P14775 [ICPC 2024 Seoul R] String Rank

Let $ w $ and $ u $ be strings consisting of the English lowercase alphabet. We say that a string $ u $ is a subsequence of a string $ w $ if there exists a strictly increasing sequence of integers $ i_1, \dots, i_k $, where $ |w| = n $, $ |u| = k $ and $ u[j] = w[i_j] $ for all $ j = 1, \dots, k $. Here, $ v[i] $ denotes the $ i $-th character of the string $ v $. Let $ w[i:] $ denote the suffix $ w[i] \cdots w[n] $. If $ i > n $, then $ w[i:] $ is the empty string denoted by $ \lambda $. Given a nonempty string $ w $ and a positive integer $ k $, we define the $ k $-set of $ w $ to be the set $ Q_k(w) $ of subsequences of $ w $ whose lengths are $ 0, 1, \dots, k $. This implies that, for any string $ w $, the empty string $ \lambda $ belongs to $ Q_k(w) $ by definition. For example, when $ w = \text{aaba} $, we have $ Q_3(\text{aaba}) = \{\lambda, \text{a}, \text{b}, \text{ba}, \text{ab}, \text{aa}, \text{aba}, \text{aab}, \text{aaa}\} $. For a string $ w $, we define the rank of $ w $ to be the minimum integer $ t $ such that the $ t $-sets for all suffixes of $ w $ are all different. In other words, the rank of $ w $ is $ \min\{t \geq 1 \mid Q_t(w[i:]) \neq Q_t(w[j:]), \forall 1 \leq i < j \leq n\} $. For instance, when $ w = \text{aaba} $, the 2-sets $ Q_2(\text{aba}) $ and $ Q_2(\text{aaba}) $ are equal. On the other hand, for $ t = 3 $, we have $$ \begin{aligned} Q_3(\lambda) &= \{\lambda\}, \\ Q_3(\text{a}) &= \{\lambda, \text{a}\}, \\ Q_3(\text{ba}) &= \{\lambda, \text{a}, \text{b}, \text{ba}\}, \\ Q_3(\text{aba}) &= \{\lambda, \text{a}, \text{b}, \text{ba}, \text{ab}, \text{aa}, \text{aba}\}, \\ Q_3(\text{aaba}) &= \{\lambda, \text{a}, \text{b}, \text{ba}, \text{ab}, \text{aa}, \text{aba}, \text{aab}, \text{aaa}\}. \end{aligned} $$ Therefore, the rank of the string $ w = \text{aaba} $ is 3. Given a string $ w $, write a program to output its rank.

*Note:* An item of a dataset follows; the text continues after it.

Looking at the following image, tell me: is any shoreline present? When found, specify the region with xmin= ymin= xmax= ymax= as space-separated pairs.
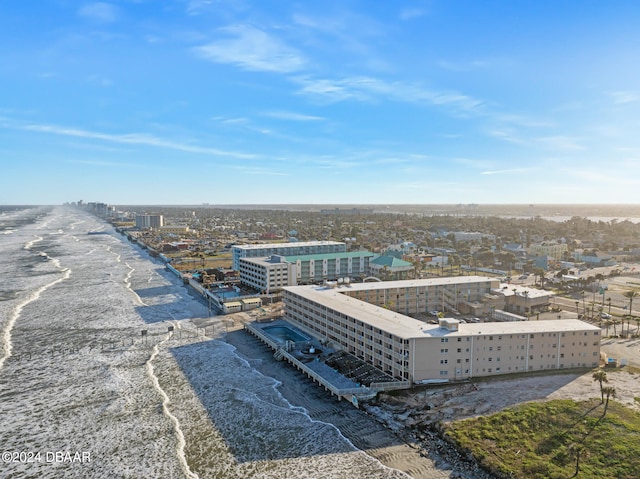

Your program is to read from standard input. The input consists of a single nonempty string $ w $, which consists only of lowercase characters from the English alphabet. The length of the string is at most $ 3 \times 10^6 $.

Your program is to write to standard output. Print exactly one line. The line should contain a positive integer to represent the rank $ t $ of the input string $ w $.